234. Mati Suri 100 Hari [Homestay movie]

Sutradara horor Parkpoom Wongpoom—dikenal lewat 4Bia dan Shutter—sukses mengelaborasi materi novel Jepang (Colorful, Eto Mori) dan bayang-bayang adaptasi animenya ke dalam sinematografi yang benar-benar colorful atau penuh warna. Tapi bagaimana ceritanya sendiri?

Min terbangun di kamar jenazah, bukan karena dia penjaga kamar yang ketiduran, bukan! Dia bukan anak kamar mayat, dia anak gambar. Faktanya, dia mati suri! Khun-pra-chuai! Astagfirullah, bahasa Indonesianya.

*mungkin disangka bocoran*

Dasar sutradara jurik! umpatku menyaksikan prolog Homestay yang horor. Kamar mayat. Orang-orang di rumah sakit yang ganjil. Sampai terjatuh ke gedung bertingkat dan melawan gravitasi. Segmen-segmen kontra-gravitasi menggambarkan dua dimensi dunia yang bertemu, tatkala malaikat atau guardian menyampaikan pesan dan berkonfrontasi dengan Min.

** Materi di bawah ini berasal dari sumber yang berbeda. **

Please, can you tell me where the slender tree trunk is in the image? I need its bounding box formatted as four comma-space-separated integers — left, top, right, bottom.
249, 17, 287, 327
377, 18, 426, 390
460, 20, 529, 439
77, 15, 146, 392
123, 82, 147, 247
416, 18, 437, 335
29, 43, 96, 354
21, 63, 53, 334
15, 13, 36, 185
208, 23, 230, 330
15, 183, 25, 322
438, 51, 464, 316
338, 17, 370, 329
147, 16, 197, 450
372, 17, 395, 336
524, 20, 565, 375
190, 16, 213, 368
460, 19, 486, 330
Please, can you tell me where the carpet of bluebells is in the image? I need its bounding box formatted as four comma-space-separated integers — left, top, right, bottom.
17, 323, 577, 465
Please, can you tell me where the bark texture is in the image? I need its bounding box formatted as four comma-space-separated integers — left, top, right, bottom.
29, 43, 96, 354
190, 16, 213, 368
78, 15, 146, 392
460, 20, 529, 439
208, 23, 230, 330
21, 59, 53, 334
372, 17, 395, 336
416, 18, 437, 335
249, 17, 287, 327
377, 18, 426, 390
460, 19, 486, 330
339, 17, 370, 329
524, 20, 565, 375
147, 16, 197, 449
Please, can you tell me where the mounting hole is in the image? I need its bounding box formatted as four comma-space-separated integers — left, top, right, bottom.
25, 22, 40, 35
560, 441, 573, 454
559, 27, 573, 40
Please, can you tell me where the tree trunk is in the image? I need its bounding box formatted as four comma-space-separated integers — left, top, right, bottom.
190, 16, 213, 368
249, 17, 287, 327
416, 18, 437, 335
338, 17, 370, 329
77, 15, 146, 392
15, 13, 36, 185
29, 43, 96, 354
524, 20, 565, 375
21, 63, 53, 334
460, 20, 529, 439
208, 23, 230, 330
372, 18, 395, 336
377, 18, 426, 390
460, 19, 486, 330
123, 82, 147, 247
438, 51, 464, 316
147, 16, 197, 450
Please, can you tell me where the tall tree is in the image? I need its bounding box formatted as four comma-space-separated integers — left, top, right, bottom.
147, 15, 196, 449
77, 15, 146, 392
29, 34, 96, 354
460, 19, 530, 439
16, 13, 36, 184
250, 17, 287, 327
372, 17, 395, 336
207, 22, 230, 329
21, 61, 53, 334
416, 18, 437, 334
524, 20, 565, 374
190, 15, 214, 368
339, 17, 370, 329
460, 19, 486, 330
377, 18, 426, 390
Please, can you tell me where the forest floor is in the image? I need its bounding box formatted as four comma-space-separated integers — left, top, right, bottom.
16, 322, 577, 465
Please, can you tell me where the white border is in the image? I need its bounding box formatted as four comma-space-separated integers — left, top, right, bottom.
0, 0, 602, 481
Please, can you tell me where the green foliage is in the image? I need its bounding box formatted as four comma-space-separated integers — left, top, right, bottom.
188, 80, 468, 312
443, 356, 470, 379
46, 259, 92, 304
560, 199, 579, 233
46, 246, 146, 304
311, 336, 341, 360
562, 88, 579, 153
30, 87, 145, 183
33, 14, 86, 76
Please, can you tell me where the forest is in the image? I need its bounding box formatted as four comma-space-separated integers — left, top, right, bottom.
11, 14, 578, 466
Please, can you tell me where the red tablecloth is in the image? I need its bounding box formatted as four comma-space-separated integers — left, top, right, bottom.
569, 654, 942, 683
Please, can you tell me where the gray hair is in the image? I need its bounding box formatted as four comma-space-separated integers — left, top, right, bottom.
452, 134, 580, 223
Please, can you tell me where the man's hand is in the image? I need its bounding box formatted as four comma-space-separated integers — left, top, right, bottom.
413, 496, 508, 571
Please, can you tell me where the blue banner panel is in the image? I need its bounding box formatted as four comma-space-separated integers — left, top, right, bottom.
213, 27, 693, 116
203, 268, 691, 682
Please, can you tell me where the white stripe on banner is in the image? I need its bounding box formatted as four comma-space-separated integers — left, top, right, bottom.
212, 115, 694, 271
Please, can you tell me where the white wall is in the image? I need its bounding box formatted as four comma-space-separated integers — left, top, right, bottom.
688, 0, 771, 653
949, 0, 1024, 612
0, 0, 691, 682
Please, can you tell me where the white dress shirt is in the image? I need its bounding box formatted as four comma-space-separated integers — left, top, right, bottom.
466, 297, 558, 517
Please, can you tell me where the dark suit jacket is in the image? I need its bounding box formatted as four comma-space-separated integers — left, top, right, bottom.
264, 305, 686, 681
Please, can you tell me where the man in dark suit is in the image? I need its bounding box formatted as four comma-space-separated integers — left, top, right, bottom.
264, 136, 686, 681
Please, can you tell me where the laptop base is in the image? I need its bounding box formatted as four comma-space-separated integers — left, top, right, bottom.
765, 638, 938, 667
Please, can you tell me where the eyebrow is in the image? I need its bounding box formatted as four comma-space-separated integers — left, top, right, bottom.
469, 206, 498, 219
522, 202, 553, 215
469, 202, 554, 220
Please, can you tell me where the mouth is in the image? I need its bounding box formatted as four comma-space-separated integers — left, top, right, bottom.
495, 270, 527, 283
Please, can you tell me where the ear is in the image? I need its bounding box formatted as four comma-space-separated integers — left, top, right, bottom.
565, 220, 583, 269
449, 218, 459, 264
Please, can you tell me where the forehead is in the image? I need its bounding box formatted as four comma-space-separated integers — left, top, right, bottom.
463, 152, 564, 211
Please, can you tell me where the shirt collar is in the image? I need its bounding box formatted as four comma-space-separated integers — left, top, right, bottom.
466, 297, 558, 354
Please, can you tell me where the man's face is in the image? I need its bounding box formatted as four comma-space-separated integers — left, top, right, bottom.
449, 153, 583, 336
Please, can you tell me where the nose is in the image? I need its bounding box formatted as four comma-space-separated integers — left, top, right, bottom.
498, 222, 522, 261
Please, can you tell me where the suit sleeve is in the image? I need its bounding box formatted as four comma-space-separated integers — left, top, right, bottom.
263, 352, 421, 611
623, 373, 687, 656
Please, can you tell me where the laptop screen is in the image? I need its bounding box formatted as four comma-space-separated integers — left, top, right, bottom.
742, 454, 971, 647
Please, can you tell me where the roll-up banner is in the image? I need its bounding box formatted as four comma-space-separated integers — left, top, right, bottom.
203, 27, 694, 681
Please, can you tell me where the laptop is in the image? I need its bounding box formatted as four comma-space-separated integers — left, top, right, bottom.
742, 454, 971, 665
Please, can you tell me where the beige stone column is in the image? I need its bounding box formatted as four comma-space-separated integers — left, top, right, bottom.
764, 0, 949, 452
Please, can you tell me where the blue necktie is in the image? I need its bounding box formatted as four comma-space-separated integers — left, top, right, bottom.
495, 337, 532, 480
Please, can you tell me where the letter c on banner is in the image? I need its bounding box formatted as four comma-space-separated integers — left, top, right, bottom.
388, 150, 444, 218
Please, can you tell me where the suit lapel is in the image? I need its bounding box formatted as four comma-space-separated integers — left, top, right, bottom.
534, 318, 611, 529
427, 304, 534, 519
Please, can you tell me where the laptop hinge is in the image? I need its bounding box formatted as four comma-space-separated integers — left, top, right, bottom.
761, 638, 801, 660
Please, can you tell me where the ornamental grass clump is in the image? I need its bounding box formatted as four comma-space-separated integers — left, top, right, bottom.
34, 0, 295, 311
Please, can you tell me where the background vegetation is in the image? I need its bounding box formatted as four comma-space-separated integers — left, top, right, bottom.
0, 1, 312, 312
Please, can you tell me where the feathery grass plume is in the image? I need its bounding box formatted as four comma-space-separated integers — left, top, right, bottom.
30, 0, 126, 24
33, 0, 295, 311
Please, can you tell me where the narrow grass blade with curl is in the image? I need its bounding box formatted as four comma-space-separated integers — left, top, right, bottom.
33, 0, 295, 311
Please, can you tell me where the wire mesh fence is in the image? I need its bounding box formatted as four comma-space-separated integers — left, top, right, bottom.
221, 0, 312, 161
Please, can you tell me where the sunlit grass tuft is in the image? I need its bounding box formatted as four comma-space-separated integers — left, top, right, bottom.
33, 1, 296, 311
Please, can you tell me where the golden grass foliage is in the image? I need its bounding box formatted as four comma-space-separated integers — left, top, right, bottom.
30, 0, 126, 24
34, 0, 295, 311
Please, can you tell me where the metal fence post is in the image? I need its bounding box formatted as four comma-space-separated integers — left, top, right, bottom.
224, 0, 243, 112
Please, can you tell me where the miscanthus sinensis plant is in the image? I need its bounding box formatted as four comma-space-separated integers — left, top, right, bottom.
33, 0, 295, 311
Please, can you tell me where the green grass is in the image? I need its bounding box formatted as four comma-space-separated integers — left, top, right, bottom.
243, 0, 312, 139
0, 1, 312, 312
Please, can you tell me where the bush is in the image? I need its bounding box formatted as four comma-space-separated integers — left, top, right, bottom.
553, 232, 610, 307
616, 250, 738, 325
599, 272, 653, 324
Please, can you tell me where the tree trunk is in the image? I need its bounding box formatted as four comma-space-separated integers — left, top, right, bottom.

Kendati tubuh Min hidup lagi tapi itu bukan Min, melainkan seberkas arwah berantah yang musti menghuni tubuh Min dalam tenggat 100 hari. Mencari tahu, apa yang sebenarnya terjadi, dan kenapa Min bisa bunuh diri, atau jika tidak mati lagi selamanya. Jadi karena hanya tubuh Min dan jiwanya bukan, maka Min yang hidup lagi tidak punya memori sama sekali siapa dirinya. Ada twist-nya di sini, berupa lukisan, namun tidak mengejutkan.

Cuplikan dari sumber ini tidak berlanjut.